If the child cried for more than a day, sometimes the fox’s wife took the cloak from its peg and transformed into a young woman. Her paws became fingers, her brown eyes turned blue. From the door she would glide to wherever the child was and take him in her arms, sing softly, wipe his tears with her thumb. This always calmed him. And once he was asleep, she would remove the cloak, lie down next to her husband, and quietly weep on his shoulder.
“FOR MONTHS,” KAREN SAID, “this sadness afflicted them. They began to feel … helpless. There was nothing to be done. The forest was heavy with snow, the light was flat. The child wanted nothing to do with either of them. He sat cross-legged in a corner, stared at the wall. He walked in small circles in the center of the room. When picked up, he thrashed and screamed. Sometimes he would cry for hours, and the crying would make him vomit. He stopped eating.
“And then one day,” Karen said, “they woke up and the child was gone.” She paused. “They looked everywhere,” she finally said. “They had not left their door open, and the child could not unlatch it. There were no windows left ajar. A child like that could not just disappear, but that seemed to be exactly what had happened. For a week they walked the woods, calling his name. They left the door open at night in the hope that he would return on his own, left food in places around the forest, they begged and cried and prayed, but he didn’t return. Soon a winter storm arrived. The temperature dropped, and the wind picked up, and the forest floor was covered even more deeply with snow. It was the worst storm they’d seen in years. Neither would say it, but they knew all hope of finding the child was lost. Soon, his wife took to their bed and would not leave it. When the fox tried to talk to her, to reassure her, it was like talking to an empty box. She’d gone vacant. When he brought her food, it remained uneaten.”

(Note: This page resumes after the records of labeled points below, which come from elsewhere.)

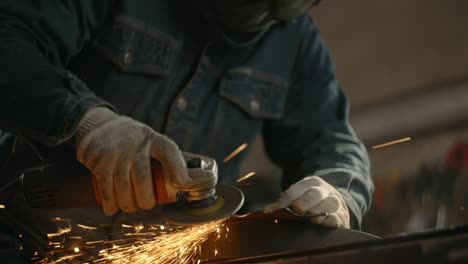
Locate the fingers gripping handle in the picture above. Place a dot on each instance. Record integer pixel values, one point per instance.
(203, 172)
(161, 194)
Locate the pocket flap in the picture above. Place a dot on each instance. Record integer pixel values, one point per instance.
(260, 94)
(137, 48)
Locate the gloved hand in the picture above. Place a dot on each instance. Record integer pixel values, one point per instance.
(118, 151)
(313, 196)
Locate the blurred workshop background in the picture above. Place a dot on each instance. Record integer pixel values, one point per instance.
(404, 66)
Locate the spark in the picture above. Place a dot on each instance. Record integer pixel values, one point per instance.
(235, 152)
(243, 178)
(89, 228)
(392, 143)
(60, 232)
(95, 242)
(183, 245)
(245, 184)
(65, 258)
(59, 219)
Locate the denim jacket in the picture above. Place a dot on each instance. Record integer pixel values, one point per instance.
(157, 62)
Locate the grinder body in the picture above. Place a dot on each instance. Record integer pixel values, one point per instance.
(68, 184)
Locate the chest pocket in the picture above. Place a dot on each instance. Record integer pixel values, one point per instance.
(260, 95)
(135, 47)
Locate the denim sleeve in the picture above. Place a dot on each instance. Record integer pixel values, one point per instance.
(39, 98)
(315, 137)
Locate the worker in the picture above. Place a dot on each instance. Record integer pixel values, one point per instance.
(120, 82)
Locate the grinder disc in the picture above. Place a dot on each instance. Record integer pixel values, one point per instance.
(228, 201)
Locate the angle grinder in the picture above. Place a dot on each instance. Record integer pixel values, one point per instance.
(66, 183)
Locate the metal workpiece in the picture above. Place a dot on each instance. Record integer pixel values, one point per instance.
(242, 239)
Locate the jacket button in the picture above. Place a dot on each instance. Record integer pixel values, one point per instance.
(254, 105)
(127, 59)
(182, 104)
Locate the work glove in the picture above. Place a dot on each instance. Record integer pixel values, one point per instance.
(118, 151)
(316, 199)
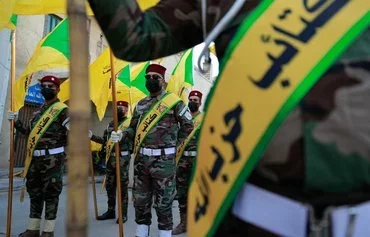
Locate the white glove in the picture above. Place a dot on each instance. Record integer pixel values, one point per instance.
(116, 136)
(12, 115)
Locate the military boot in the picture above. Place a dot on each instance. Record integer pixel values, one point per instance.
(47, 234)
(110, 214)
(181, 227)
(30, 233)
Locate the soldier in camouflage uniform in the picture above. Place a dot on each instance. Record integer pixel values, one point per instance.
(155, 164)
(111, 181)
(45, 175)
(320, 155)
(185, 165)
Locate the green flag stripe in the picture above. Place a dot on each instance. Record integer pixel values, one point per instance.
(59, 38)
(139, 81)
(124, 76)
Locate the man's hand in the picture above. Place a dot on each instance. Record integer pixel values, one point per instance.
(116, 136)
(12, 115)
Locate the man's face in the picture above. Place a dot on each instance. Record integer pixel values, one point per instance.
(195, 99)
(194, 103)
(50, 85)
(49, 90)
(155, 76)
(122, 111)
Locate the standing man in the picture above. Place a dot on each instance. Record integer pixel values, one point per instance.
(186, 153)
(47, 139)
(323, 147)
(110, 160)
(160, 122)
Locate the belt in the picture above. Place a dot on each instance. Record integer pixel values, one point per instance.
(45, 152)
(123, 153)
(190, 153)
(157, 152)
(287, 217)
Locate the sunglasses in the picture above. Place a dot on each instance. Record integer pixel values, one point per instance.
(155, 77)
(48, 86)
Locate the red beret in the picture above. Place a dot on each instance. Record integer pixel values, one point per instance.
(196, 93)
(122, 103)
(52, 79)
(156, 68)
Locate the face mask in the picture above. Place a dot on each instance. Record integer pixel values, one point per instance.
(193, 106)
(48, 93)
(120, 114)
(153, 85)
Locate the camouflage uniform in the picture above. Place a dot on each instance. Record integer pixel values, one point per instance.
(111, 171)
(45, 175)
(155, 175)
(183, 174)
(323, 147)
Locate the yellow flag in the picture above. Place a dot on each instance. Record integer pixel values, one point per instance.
(272, 62)
(42, 7)
(182, 75)
(100, 90)
(52, 52)
(6, 11)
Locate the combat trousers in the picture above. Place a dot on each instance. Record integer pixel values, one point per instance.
(111, 183)
(44, 185)
(154, 176)
(183, 174)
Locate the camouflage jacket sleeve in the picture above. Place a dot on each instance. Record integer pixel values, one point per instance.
(129, 133)
(185, 120)
(167, 28)
(19, 126)
(98, 139)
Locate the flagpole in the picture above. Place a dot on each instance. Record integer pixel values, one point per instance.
(11, 145)
(93, 186)
(117, 150)
(79, 111)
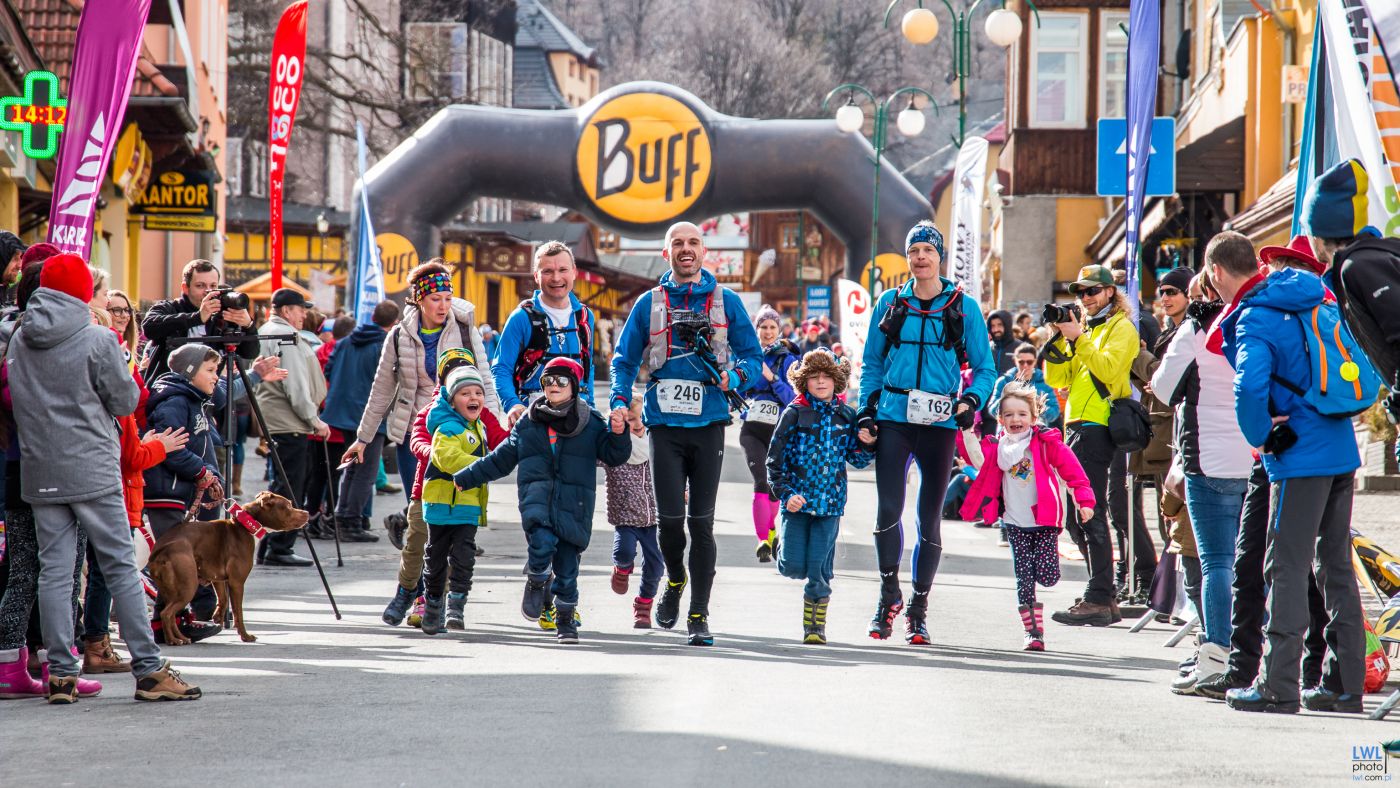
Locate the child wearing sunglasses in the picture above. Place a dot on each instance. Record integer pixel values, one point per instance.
(557, 447)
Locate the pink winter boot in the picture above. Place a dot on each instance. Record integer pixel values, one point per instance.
(87, 687)
(16, 680)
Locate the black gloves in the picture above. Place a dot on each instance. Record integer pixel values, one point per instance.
(865, 420)
(966, 417)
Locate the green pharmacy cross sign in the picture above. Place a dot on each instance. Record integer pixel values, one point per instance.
(39, 114)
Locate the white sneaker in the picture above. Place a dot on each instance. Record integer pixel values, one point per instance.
(1211, 661)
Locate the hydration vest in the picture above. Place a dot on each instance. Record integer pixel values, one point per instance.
(536, 352)
(658, 340)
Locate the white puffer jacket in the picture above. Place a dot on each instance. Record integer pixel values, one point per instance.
(1201, 387)
(402, 385)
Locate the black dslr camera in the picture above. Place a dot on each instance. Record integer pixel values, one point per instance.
(1059, 314)
(690, 328)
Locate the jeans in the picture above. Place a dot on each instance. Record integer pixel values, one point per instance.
(104, 519)
(1094, 449)
(626, 539)
(546, 550)
(357, 482)
(1215, 505)
(807, 550)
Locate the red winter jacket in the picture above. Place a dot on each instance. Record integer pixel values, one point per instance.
(420, 441)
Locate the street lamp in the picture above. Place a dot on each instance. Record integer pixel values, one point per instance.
(850, 118)
(920, 27)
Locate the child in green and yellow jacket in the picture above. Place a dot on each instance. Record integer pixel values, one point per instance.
(452, 515)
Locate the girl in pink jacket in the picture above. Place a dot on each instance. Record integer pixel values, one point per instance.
(1019, 484)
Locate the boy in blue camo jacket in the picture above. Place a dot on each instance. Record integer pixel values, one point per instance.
(812, 444)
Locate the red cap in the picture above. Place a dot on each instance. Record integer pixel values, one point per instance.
(1298, 249)
(67, 273)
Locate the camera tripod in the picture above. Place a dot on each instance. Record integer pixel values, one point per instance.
(227, 347)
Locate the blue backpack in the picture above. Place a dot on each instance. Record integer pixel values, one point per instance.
(1343, 380)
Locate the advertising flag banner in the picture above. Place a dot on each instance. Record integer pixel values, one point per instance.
(368, 270)
(965, 226)
(104, 59)
(1144, 56)
(1353, 111)
(289, 56)
(854, 308)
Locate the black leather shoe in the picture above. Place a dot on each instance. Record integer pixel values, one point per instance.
(286, 560)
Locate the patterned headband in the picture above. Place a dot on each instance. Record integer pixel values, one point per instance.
(924, 233)
(431, 283)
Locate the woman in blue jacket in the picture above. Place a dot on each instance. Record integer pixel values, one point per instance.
(910, 378)
(767, 398)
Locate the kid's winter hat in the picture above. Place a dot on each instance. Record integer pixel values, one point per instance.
(461, 378)
(186, 359)
(69, 275)
(567, 367)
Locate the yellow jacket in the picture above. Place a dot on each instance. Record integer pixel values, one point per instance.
(1105, 350)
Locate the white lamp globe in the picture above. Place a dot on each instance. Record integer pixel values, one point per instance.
(920, 25)
(1003, 27)
(850, 118)
(910, 122)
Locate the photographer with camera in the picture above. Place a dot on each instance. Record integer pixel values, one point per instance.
(202, 310)
(1092, 356)
(926, 331)
(697, 340)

Karen cleared her throat. “When the storm relented, he left her and resumed his search in the woods. He crossed the stream and traveled farther than he ever had, to the darkest parts of the forest, asking everyone he met about the human child. The answer was always the same. He knew the woman had not found and taken the child back—every night he ventured to her house to peer into her windows. She sat alone in her living room, staring into whatever dark space unfurled in front of her. The child had not returned.”
“He just disappeared?” Sasha said.
“You need to stop interrupting,” Karen said, and looked at him with what appeared, to Anna and Nils, to be genuine anger. “The three of you have been talking all night,” she said. “You asked for a story, it’s almost done.”
“Sorry,” Nils said,
“Yes,” said Anna, “please continue.”
EVENTUALLY, WITH HIS WIFE still sick in bed, the fox went in search of Wolf. After two days of walking and calling for the child even though he knew all hope was lost, the forest opened, and he found Wolf standing at the mouth of a great cave. Near the entrance, blanched and cracked skulls were heaped like stones. Enormous worms wound around his paws. Wolf nodded to the fox. He grinned, then dropped his head and returned to licking the pile of bones at his feet. I have, he said, no idea why you’ve come.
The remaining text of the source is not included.